A couple of weeks ago Boy#3 discovered for the first time that the road he has driven to work for the past two summers has a speed limit of 55, rather than 65. The kindly cop who pulled him over was regretful about this misconception but wrote out the ticket anyway.

And yesterday, Boy#4 learned that those yellow lines in intersections? Are in effect even if no cars are coming in the opposite lane.

These are expensive lessons that the boys immediately translate into the common currency of hours worked. It hurts to know that ignorance isn't bliss, but is three days of cleaning out trash cans filled with nauseating debris by tipsy campers. It's painful to realize that the four seconds it took to get around that dawdling truck now will mean driving that delivery car for a full week to pay the fine.

They're expensive life lessons, but the next time either kid is tempted to shade the letter of the driving law, I'm guessing they'll resist. If that's the cost of keeping them safe, it's a bargain.

Tuesday, July 13, 2010

An Observation About Arkansas



I have collected antique spittoons for the better part of three decades.
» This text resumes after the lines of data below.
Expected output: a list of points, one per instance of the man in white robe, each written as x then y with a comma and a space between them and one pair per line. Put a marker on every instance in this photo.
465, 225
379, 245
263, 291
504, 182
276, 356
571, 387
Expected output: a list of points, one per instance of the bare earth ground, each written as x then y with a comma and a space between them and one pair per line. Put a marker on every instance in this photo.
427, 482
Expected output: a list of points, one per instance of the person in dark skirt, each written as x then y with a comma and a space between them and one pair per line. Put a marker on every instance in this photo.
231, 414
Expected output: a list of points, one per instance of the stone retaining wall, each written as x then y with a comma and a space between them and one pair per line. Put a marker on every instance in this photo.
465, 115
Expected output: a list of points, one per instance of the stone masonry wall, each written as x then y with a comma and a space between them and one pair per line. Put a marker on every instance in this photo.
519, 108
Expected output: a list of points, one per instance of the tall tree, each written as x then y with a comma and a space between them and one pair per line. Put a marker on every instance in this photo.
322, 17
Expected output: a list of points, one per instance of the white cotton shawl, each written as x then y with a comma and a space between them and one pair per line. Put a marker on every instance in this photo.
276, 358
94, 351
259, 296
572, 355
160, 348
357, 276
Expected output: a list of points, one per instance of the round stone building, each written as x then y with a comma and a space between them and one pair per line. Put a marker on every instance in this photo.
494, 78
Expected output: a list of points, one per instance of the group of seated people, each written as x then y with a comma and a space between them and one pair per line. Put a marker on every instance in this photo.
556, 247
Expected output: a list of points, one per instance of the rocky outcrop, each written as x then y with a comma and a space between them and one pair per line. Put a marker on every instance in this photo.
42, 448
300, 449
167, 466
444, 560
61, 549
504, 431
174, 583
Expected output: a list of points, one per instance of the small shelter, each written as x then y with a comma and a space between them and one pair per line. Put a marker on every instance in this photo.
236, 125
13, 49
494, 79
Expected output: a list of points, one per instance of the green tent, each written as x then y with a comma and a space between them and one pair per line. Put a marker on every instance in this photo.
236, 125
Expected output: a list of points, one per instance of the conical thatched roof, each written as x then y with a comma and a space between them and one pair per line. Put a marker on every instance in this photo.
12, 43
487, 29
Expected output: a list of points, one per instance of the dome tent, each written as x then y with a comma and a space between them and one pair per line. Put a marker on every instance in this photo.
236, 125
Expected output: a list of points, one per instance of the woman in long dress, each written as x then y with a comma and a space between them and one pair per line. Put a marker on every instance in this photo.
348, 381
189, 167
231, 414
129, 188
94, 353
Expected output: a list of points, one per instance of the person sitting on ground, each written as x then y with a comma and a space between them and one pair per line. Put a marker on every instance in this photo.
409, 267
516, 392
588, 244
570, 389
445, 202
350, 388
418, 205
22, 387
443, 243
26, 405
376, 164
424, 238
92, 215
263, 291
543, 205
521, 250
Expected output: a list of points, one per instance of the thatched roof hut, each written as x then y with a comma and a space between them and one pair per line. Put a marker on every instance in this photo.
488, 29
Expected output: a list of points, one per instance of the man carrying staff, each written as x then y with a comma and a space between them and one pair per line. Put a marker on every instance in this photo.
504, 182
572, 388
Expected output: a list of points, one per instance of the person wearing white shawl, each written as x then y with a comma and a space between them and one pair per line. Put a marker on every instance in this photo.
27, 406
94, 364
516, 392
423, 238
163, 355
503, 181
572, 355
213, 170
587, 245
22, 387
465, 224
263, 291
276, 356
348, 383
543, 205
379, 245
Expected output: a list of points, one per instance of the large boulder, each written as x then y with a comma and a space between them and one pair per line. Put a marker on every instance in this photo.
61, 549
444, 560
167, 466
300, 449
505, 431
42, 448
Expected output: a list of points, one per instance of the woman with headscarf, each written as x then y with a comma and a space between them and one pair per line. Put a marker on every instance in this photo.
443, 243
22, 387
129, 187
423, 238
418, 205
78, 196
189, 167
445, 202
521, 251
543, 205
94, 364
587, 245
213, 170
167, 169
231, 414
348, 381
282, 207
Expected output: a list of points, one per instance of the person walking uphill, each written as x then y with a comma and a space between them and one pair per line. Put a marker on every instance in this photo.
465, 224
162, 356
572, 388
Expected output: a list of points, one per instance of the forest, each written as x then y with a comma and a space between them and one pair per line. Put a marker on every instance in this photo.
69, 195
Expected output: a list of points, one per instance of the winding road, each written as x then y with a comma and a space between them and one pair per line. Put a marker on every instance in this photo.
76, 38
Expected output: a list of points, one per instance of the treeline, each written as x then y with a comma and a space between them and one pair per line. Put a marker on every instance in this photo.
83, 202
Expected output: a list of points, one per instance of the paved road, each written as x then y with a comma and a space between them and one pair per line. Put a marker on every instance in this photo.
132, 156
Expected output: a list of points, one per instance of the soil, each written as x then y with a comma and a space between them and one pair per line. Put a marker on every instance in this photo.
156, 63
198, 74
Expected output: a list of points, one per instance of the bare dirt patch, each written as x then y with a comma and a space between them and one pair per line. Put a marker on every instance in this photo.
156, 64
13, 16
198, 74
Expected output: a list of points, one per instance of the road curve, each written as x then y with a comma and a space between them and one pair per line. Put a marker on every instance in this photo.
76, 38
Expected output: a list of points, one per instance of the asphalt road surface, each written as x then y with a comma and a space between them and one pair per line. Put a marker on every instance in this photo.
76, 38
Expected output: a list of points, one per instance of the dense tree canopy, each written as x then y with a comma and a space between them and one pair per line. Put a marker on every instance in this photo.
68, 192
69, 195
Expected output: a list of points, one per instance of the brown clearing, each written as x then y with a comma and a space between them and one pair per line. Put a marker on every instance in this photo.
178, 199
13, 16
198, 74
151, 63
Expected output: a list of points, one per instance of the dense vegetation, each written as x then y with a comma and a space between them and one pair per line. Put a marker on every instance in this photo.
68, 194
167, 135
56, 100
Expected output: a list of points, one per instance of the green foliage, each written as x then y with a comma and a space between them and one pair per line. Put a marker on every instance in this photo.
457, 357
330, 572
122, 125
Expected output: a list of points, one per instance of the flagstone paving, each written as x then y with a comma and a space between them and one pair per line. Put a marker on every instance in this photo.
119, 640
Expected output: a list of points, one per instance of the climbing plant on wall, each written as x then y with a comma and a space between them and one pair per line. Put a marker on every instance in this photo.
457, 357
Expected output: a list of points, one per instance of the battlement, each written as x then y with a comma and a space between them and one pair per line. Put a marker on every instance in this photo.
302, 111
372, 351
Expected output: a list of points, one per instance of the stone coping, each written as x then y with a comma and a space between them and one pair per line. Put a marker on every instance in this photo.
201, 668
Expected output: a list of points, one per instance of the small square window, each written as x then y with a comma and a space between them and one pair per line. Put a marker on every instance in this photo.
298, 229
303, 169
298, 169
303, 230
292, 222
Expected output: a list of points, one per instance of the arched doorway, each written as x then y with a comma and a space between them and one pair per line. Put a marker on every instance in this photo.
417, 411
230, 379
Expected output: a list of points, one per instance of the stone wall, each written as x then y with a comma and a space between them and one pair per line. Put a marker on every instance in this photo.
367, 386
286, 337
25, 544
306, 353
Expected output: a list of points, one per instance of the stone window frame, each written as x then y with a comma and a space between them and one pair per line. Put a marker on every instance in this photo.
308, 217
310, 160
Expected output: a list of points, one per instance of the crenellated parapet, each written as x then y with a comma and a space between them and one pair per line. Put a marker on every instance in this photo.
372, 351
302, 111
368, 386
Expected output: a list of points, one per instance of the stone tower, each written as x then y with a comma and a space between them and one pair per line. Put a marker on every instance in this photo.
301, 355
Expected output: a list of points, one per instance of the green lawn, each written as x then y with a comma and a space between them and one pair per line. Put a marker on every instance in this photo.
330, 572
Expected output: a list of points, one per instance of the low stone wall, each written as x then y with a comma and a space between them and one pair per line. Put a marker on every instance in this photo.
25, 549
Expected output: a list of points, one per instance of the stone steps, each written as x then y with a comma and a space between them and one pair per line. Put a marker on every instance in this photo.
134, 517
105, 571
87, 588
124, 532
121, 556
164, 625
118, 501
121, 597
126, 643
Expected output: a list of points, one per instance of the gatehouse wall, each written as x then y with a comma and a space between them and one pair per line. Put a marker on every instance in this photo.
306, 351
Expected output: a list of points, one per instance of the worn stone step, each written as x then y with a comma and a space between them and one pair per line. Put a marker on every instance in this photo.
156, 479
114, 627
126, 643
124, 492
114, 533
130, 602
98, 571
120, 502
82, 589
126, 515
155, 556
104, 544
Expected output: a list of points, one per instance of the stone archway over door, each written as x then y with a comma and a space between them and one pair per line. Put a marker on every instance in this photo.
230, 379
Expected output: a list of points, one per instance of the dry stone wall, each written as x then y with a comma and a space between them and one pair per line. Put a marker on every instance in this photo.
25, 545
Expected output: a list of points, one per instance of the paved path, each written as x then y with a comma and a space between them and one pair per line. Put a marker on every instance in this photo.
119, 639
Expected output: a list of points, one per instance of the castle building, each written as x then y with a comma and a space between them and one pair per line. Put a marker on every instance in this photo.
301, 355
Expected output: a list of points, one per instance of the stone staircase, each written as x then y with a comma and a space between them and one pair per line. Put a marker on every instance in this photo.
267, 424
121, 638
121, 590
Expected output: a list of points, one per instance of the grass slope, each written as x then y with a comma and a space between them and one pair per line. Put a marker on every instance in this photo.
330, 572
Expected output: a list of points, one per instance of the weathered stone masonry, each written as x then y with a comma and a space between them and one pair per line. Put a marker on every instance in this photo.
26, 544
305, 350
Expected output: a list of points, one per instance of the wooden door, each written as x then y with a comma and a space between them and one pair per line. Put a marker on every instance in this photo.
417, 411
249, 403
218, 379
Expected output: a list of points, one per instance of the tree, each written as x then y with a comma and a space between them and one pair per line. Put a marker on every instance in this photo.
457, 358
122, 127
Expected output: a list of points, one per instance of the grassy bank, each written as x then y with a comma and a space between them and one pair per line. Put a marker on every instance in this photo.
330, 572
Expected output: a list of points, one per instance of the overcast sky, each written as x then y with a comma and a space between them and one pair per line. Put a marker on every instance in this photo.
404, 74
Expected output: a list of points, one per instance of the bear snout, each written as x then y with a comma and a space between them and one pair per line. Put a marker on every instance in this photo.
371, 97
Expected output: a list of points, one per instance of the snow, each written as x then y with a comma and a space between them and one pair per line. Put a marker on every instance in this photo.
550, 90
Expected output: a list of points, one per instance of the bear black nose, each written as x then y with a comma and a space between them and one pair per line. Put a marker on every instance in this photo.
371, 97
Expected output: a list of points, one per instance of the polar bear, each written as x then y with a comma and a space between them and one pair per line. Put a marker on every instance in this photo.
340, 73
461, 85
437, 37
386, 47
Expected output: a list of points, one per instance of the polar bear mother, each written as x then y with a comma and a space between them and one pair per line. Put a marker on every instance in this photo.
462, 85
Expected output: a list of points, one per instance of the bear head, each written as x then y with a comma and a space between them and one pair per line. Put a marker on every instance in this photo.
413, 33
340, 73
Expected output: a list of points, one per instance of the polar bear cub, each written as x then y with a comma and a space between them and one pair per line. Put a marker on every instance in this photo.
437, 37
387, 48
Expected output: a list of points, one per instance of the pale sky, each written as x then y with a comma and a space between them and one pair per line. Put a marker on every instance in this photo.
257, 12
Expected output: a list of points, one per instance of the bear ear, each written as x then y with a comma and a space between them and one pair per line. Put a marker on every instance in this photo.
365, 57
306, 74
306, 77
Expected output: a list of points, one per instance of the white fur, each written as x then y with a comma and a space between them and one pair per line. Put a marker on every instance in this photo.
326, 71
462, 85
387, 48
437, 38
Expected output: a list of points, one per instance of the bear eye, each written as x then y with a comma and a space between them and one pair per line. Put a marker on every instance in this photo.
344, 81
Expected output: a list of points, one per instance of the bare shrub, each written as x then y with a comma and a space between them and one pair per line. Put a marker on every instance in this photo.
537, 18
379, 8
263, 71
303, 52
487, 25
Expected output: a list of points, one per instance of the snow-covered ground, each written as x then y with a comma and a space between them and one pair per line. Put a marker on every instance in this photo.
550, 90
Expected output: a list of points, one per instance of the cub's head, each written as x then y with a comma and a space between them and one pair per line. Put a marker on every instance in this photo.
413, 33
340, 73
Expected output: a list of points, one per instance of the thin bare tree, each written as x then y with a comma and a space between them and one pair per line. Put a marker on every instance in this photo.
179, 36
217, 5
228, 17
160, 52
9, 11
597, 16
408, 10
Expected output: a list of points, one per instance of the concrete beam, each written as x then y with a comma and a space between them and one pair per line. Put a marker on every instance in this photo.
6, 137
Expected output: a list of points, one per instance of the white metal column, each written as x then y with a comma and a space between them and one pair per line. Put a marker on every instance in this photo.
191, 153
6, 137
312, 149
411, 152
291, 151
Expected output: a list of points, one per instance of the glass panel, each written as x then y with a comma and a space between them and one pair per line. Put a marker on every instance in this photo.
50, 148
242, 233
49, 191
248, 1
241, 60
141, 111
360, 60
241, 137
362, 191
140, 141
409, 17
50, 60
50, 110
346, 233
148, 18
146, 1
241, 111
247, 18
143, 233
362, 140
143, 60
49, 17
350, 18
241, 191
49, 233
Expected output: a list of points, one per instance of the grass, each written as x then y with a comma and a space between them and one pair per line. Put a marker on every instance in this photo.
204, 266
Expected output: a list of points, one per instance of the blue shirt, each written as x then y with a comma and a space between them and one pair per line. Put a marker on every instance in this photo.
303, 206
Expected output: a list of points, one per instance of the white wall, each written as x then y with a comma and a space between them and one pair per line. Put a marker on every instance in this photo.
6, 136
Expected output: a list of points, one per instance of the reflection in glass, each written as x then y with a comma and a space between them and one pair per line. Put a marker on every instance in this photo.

In my collection are brass spittoons, copper spittoons, cast iron spittoons, porcelain spittoons. I have spittoons that are enormous and spittoons that are tiny and pretty much every size in between.

And in all the years I've collected spit collectors, I've never seen a place with more variety and selection than the northwest corner of Arkansas.

Not judging, just sayin'.

Monday, July 12, 2010

Full Circle


Before we bought this pick-up we made sure to try it on. All six of us had to fit so the older boys went in the back, Boy the Eldest drove, and Boy #4 sat on the console in the front. It was cozy, but manageable, to pull the pop-up on vacations with all the bicycles in the pick-up bed.

Now that Boy #4 is 6'3" (and not the tallest), the days of pick-up family togetherness are long past. We travel in the Suburban, and argue about who rides shotgun. ("Hey! I thought you said the tallest got to be in front." "Did I? I meant the oldest gets to be in front.")

Advantage #1 of Empty Nesting: All of the vacationers again fit in the pick-up.

Both of us.

Friday, July 2, 2010

What I Found on the Porch


My mother told us that an unexpected bonus of raising children on a farm was that she never had to tell us about the birds and the bees. As we went about our daily routine we saw pets and livestock and all kinds of creatures...uh,...bird-ing and bee-ing.

I could say the same thing about having kids work as lake rangers.

There probably should have been a day when I sat my boys down and said, "Sons, as you grow up, you'll see people doing all kinds of things that just can't be explained. Don't do those things."

Instead, Boys #1, #2, and #3 have spent several summers working as rangers at the local lake. They've seen all kinds of inexplicable behavior, including 50-year-old skinnydippers (and they may never remove their own clothes again), belligerent drunks (and they're now aware of just how very stupid this looks), and adult temper tantrums over trifles (a behavior that most people don't recognize in themselves).

Also in the "Don't do these things" category?

Taking a flame thrower on your camping trip.